Авторы этой прокламации не соглашаются на то, чтобы Польша оставалась в соединении с Россией. Какое право имеем мы, восклицают они, хозяйничать в Польше, когда она сама этого не желает? Какое право! Вот до какой метафизики восходят наши патриоты! Все зло мира сего хотят они взыскать с своего народа. Они не спрашивают, по какому праву делается что-нибудь в других местах.
Борьба наша с Польшей не есть борьба за политические начала, это борьба двух народностей, и уступить польскому патриотизму в его: притязаниях — значит подписать смертный приговор русскому народу. Пусть же наши недруги изрекают этот приговор: русский народ еще жив и сумеет постоять за себя. Если борьба примет те размеры, какие желал бы придать ей польский патриотизм и наши заграничные порицатели, то не найдется ни одного русского, который бы не поспешил отдать свою жизнь в этой борьбе.
<ГРАФ НОСТИЦ>
До каких казенных объявлений может довести бескорыстный патриотизм! Но, по счастью, скоро не будет ни «Русского вестника», ни «Московских ведомостей», казенные объявления перейдут к мирному Николаю Филипповичу, и два атлета с лядункой через плечо поспешат резать поляков в вящую славу русского имени,
Граф Ностиц, генерал-майор, усмирявший так успешно мятежников, что заслужил высочайшую благодарность, вдруг расстроил свое здоровье, что попросил и получил увольнение от командования отрядом.

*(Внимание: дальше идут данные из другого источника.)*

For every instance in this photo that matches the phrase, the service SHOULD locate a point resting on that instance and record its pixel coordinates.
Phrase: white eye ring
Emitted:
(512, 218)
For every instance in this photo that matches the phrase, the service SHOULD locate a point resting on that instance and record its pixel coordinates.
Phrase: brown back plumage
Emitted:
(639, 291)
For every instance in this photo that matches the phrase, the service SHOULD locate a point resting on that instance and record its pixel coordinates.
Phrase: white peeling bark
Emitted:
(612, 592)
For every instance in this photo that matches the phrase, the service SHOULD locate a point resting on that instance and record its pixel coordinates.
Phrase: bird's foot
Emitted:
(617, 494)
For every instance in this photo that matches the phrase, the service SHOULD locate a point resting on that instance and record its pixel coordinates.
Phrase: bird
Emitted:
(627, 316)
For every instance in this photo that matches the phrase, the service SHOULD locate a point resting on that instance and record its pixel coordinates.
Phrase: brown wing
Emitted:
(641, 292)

Как несчастия преследуют в Польше храбрых русских генералов, с Дибича начиная! Давно ли удар паралича сразил храброго Рамзая . Давно ли цветущий Ламберт расстроил свое здоровье и здоровье Герштенцвейга .
КРЕСТЬЯНЕ-ДЕМАГОГИ
«Корреспонденция Bullier» передала весть, что «Северн. почта» объявила высоч. повеление, чтоб указ о крестьянах-демагогах 1861 года остался во всей силе в 1863. «Норд» с некоторой горячностью заметил, что указа о крестьянах-демагогах никогда не существовало. А что точно был указ, но это насчет крестьян-возмутителей (instigateurs de troubles50[50]), и этот указ действительно продолжен, но вовсе не потому, чтоб опасались чего-нибудь со стороны крестьян, «а со стороны революционных пропагандистов».

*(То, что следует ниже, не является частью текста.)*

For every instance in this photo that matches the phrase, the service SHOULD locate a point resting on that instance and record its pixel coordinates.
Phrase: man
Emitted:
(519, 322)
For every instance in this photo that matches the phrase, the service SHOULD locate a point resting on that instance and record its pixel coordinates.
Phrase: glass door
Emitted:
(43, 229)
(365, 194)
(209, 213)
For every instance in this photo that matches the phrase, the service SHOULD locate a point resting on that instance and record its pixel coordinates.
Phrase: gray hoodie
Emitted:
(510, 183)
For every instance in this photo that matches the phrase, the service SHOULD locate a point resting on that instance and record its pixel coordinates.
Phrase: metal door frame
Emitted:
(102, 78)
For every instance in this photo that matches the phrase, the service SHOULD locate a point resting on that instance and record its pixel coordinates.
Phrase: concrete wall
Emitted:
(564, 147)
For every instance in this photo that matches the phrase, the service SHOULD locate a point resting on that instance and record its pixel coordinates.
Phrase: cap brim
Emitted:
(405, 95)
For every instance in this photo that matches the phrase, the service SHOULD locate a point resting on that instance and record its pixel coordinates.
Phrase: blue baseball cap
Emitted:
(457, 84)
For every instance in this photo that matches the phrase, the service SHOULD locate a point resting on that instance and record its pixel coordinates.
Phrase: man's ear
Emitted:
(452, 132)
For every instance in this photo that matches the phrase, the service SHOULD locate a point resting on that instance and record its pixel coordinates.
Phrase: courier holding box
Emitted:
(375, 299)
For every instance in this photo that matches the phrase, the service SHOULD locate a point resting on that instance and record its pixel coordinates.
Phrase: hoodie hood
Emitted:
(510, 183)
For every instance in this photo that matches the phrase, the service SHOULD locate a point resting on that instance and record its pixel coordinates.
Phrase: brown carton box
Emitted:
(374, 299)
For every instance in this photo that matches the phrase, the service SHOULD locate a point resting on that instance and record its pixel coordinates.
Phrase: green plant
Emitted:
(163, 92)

Итак, ошибка Bullier состояла в том, что он назвал instigateurs de troubles — демагогами. В Вятке их зовут коштанами, так бы Bullier и назвал paysans kochetans, а крестьян-демагогов в России нет.
115
КОМАНДИР БРАНДЕНБУРГСКОГО КИРАСИРСКОГО РЕГИМЕНТА
Обристом этого регимента король-дядя назначил императора aller Reußen. Хотя в Пруссии и не так выгодно быть командиром кавалерийского полка, как в России, но на всякий случай хорошо иметь почетное место удаления в Потсдаме. В 1848 неаполитанский король, упорно защищая королевское право изменять присяге, сказал раз министру: «Io sono nato li-bero e voglio morire libero51[51]. Я не позволю вам диктовать мне законы; если б дошло до этого, то помните: я командир полка в русской армии и поеду в Петербург».
ВОЗВРАЩЕНИЕ Е. И. В. ГЛАВНОКОМАНДУЮЩЕГО ДЕЙСТВУЮЩЕЙ АРМИЕЙ В ВАРШАВУ
Е. и. в. Константин Николаевич накануне своего отъезда благополучно возвратился в Варшаву.

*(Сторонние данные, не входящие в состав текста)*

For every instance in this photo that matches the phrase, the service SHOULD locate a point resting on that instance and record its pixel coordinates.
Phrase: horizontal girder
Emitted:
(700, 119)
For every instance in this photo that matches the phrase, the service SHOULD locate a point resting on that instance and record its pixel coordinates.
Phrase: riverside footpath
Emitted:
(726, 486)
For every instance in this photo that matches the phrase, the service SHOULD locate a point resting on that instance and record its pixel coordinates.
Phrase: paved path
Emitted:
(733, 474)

Слух о ссоре Константина Николаевича с императором подтверждается. Позенский корреспондент «Теймса» говорит, что петербургская дворня долго подкапывается под ним, и прибавляет божественную фразу: «By the old Russian, or, what is the same, the German party at
St. Petersburg — his retreat has been long desired»52[52]. Наконец-то поняли, что old Russian party это-то u есть немецкая партия военного деспотизма, неограниченного самодержавия, ритертума, юнкертума, педантства и доктринаризма, — партия, идущая со времен Петра I разными Минихами, Остерманами, Биронами, Нессельродами, Клейнмихелями до Шильдер- Шульднеров и прочих кур-, эст- и лиф-ляндских Шульцев и Миллеров.